Let me know if I misinterpreted what you were trying to say.
“I have some discomfort with the notion that if I write down an algorithm in software it’s not patentable, but if I write it down in VHDL and drop it onto a circuit, it is.”
I can understand that.
“An analogue filter using resistors and wires may be patented (let’s assume), but a software based one cannot? To me, this would seem to be a rather arbitrary distinction, the key innovations are in the clever arrangements!”
I would have expected that any R/C network patents have long passed their expiration dates, but it is not really my domain at all. I don’t know how much work it is to establish a fabrication plant, or the effort required to minimize interference and leakage between components, etc… I’m just not comfortable making claims about electronic patents.
The reason I focus on software patents is because that’s my expertise. People sometimes read into it too much.
Well, I would say it depends on what model of physics you need. If you know you will not encounter extreme cases, then you can apply it as required. A Hoare-logic proof of a program doesn’t cover me pulling out the power on the computer, but we make the assumption that this case is far enough out-of-bounds that it doesn’t matter.
As in my previous post, I try to come at this from the point of view that much of the ingenuity that goes into software, is the same “effort” that goes into many other types of patents.
I would also be happy for now if all software patents were thrown out until reasonable standards could be put in place to make it not such a haven for crap.
http://www.mustap.com/media/msLinux.gif
You mean http://www.mslinux.org/ already available since November 2003? 🙂
This is why I love Microsoft – they care about consumer – me. And they must care because their http servers run Linux. Because if they didn’t – they would lose money. And they care about the money very much..
While bullshit open source community monkeys just go “well, we don’t sell anything so we don’t effin care – heres NO collaboration in GNOME 2 with other similar projects and here’s GNOME 3!”.

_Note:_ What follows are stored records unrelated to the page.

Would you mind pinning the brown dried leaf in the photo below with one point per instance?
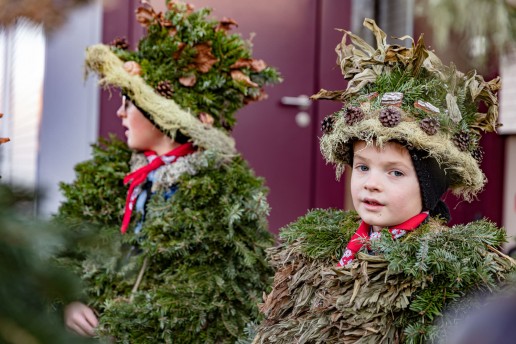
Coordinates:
(328, 95)
(261, 96)
(132, 67)
(145, 15)
(188, 80)
(205, 59)
(225, 24)
(255, 65)
(178, 6)
(241, 77)
(206, 118)
(180, 47)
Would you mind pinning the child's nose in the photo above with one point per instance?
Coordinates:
(373, 182)
(121, 112)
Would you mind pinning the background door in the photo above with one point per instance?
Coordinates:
(298, 37)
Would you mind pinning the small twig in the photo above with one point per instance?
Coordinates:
(513, 262)
(139, 279)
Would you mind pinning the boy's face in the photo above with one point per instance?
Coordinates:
(141, 133)
(384, 185)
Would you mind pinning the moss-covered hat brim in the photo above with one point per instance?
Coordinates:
(465, 176)
(163, 112)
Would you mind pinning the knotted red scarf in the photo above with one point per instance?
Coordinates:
(361, 236)
(137, 177)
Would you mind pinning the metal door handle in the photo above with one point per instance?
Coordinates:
(302, 101)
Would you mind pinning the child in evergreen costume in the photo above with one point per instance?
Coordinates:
(409, 129)
(190, 266)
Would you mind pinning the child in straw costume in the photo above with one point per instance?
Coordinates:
(189, 266)
(409, 129)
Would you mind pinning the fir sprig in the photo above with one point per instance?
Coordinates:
(202, 252)
(400, 293)
(171, 53)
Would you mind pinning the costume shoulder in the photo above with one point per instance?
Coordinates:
(394, 296)
(197, 269)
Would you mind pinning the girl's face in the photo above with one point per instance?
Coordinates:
(384, 185)
(141, 133)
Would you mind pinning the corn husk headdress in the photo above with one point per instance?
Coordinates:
(188, 74)
(409, 95)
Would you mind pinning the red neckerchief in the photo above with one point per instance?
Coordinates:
(137, 177)
(361, 236)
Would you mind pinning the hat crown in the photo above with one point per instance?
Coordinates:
(409, 95)
(195, 61)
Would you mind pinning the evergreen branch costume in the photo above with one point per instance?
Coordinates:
(393, 287)
(191, 267)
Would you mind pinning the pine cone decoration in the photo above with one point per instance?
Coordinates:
(120, 43)
(390, 116)
(478, 154)
(353, 115)
(429, 125)
(165, 89)
(462, 140)
(327, 124)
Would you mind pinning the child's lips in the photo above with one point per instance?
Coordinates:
(372, 204)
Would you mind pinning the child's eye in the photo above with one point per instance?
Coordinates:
(362, 168)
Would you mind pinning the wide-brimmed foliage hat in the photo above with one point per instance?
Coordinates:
(189, 74)
(408, 95)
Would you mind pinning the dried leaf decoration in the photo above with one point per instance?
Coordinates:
(188, 80)
(132, 67)
(255, 65)
(362, 65)
(146, 16)
(226, 24)
(241, 77)
(177, 6)
(204, 59)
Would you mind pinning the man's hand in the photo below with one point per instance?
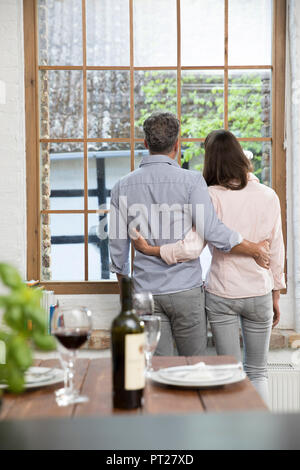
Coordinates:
(259, 251)
(276, 309)
(262, 258)
(140, 244)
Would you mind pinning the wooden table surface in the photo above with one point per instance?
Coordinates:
(93, 378)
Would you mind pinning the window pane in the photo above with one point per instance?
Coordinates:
(107, 32)
(139, 152)
(108, 103)
(154, 91)
(192, 155)
(62, 176)
(62, 247)
(155, 33)
(249, 103)
(60, 32)
(61, 113)
(107, 162)
(99, 261)
(202, 32)
(250, 32)
(262, 158)
(202, 102)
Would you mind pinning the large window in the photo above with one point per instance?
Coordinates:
(95, 69)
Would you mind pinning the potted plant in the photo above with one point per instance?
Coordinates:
(24, 326)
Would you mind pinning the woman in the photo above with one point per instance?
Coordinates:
(238, 290)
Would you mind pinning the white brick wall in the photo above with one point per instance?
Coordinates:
(12, 136)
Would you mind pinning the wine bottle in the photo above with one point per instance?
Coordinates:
(127, 340)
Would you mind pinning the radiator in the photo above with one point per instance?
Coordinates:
(284, 387)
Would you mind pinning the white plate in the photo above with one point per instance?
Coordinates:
(234, 377)
(41, 377)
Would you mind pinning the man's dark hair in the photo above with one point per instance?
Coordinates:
(161, 132)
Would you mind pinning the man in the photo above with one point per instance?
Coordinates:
(159, 199)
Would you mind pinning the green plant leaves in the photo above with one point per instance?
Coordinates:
(19, 352)
(22, 307)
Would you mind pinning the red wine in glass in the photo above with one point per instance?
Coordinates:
(72, 339)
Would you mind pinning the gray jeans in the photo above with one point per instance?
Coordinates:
(183, 319)
(256, 318)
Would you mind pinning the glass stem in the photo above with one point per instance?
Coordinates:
(69, 373)
(148, 355)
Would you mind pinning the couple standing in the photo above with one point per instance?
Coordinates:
(245, 277)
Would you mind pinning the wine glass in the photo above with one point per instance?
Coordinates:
(71, 328)
(152, 335)
(143, 303)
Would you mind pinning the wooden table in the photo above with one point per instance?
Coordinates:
(93, 378)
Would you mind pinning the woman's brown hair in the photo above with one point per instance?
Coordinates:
(225, 163)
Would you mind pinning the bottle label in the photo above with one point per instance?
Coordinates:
(134, 361)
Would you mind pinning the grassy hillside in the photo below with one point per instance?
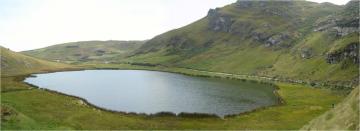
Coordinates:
(345, 116)
(85, 50)
(292, 40)
(13, 63)
(54, 111)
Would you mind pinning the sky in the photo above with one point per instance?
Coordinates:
(32, 24)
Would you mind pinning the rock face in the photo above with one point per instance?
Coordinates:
(218, 21)
(344, 23)
(350, 52)
(270, 40)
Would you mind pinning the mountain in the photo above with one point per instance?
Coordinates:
(13, 63)
(287, 40)
(344, 116)
(85, 50)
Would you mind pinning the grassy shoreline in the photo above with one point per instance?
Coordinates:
(11, 99)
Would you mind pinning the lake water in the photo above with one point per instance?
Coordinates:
(151, 91)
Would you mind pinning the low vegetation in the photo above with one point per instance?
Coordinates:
(39, 109)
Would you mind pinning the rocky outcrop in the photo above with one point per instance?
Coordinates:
(218, 21)
(270, 40)
(344, 23)
(350, 52)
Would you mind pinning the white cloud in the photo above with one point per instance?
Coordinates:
(30, 24)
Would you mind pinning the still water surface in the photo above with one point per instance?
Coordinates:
(151, 91)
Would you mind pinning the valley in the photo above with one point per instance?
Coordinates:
(309, 51)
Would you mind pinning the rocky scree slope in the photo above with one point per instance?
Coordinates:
(297, 41)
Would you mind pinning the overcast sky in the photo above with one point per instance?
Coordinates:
(31, 24)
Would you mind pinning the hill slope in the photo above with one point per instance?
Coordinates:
(13, 63)
(85, 50)
(345, 116)
(292, 40)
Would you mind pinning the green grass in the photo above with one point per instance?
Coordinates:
(345, 116)
(85, 50)
(13, 64)
(39, 109)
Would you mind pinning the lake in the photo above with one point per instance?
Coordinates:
(151, 92)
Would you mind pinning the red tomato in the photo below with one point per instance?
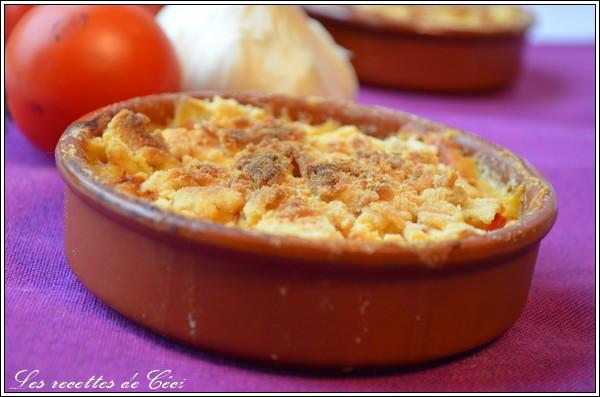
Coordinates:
(12, 14)
(65, 61)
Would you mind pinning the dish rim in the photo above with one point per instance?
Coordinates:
(378, 24)
(490, 248)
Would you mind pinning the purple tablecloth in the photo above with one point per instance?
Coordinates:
(54, 325)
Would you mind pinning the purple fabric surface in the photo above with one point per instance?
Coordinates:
(54, 325)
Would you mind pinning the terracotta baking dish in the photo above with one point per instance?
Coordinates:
(400, 55)
(286, 300)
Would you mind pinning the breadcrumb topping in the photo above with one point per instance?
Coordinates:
(242, 166)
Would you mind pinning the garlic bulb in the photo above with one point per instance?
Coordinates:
(263, 48)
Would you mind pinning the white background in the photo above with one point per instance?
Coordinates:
(563, 23)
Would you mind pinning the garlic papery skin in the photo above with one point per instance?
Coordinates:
(260, 48)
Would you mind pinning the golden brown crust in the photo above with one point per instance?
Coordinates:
(241, 166)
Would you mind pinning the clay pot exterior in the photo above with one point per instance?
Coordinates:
(448, 61)
(335, 305)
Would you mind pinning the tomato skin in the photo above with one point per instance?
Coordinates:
(12, 15)
(65, 61)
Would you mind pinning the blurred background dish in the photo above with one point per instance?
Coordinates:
(460, 49)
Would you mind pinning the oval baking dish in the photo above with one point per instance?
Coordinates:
(402, 54)
(287, 300)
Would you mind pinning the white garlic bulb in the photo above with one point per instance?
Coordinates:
(262, 48)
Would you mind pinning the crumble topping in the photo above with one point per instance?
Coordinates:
(241, 166)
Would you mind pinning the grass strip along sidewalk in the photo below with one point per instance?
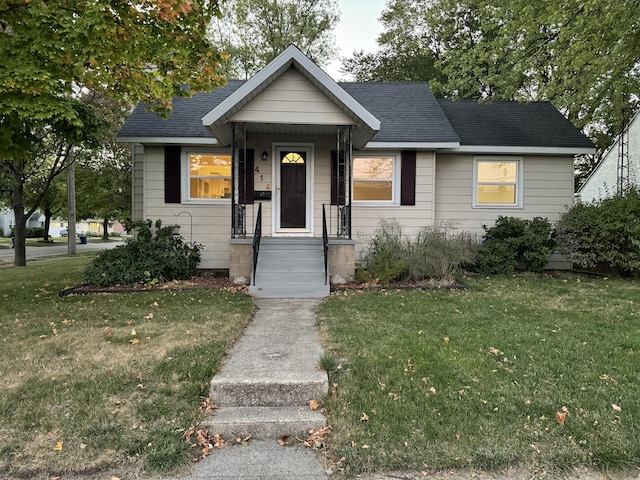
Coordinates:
(105, 383)
(534, 371)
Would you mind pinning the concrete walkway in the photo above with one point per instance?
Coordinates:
(279, 348)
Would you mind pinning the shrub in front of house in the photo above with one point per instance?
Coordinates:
(514, 243)
(605, 232)
(154, 254)
(436, 254)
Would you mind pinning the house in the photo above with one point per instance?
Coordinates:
(619, 167)
(262, 166)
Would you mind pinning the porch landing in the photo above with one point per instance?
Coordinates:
(290, 268)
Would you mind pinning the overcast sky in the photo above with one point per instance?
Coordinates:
(357, 30)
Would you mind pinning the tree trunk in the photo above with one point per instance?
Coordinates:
(47, 223)
(20, 253)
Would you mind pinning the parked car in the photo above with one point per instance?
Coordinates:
(64, 232)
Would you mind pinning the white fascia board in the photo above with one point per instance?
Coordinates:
(269, 73)
(411, 145)
(170, 140)
(525, 150)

Yeah, 2xxx will be the year of Linux when pigs fly.
Edited 2011-07-18 11:01 UTC
If we like lawncare analogies, it’s more like Microsoft is receiving runoff of rainwater on a neighbors property. That neighbor doesn’t care where the water goes as long as it’s not on their property. Microsoft installed a ditch and some drains to keep their property dry instead of continuously getting flooded out.
Now, without the silly analogies…
MS does software. It’s in their best interest to make their systems inter-operate with others. I really don’t understand why everyone has their panties in a bunch, this is win-win for all involved.
K. Y. Srinivasan, the man in question, made the contributions on his spare time.
I wonder, assuming he is own by Microsoft… if his children are Microsoft contribution to the population.
Who’s daddy then?
Anyway, since he is a regular Linux contributer, and real person what Microsoft is not (just a virtual entity)… It would be more sense to state that Linux community helps Microsoft. (and in other ways).
Why the present view of Microsoft owing everything?
Including one who’s payed for “giving” his merits, so Microsoft may patent them as his own (slavery again)
But maybe this is all wrong, and “right” is what is the modal view because modal and “accepted”.
This might be a chance to be requested a long desire of many:
– The reduction of Pi to 3.0 (to ease calculations)…
– And lowering the value of gravity “g” value to maybe half.
—
Make your vote by calling…
3321 for Pi=3.0
3325 for G= 4.9
(Each call is 60 cents)
Edited 2011-07-19 17:28 UTC
In all the huff and puff and FUD over whether or not this can be used to yank Microsoft’s property away from them, something important seems to be overlooked:
This was Microsoft making the submissions, not Microsoft hiring a third party to do it. That’s distinctly different from even a few years ago, where Microsoft did all their Windows and Mac development in-house but hired third parties to do their *Nix work.
It’s not a cataclysmic change … but it’s a sign that we may want to be alert to further developments in this diection.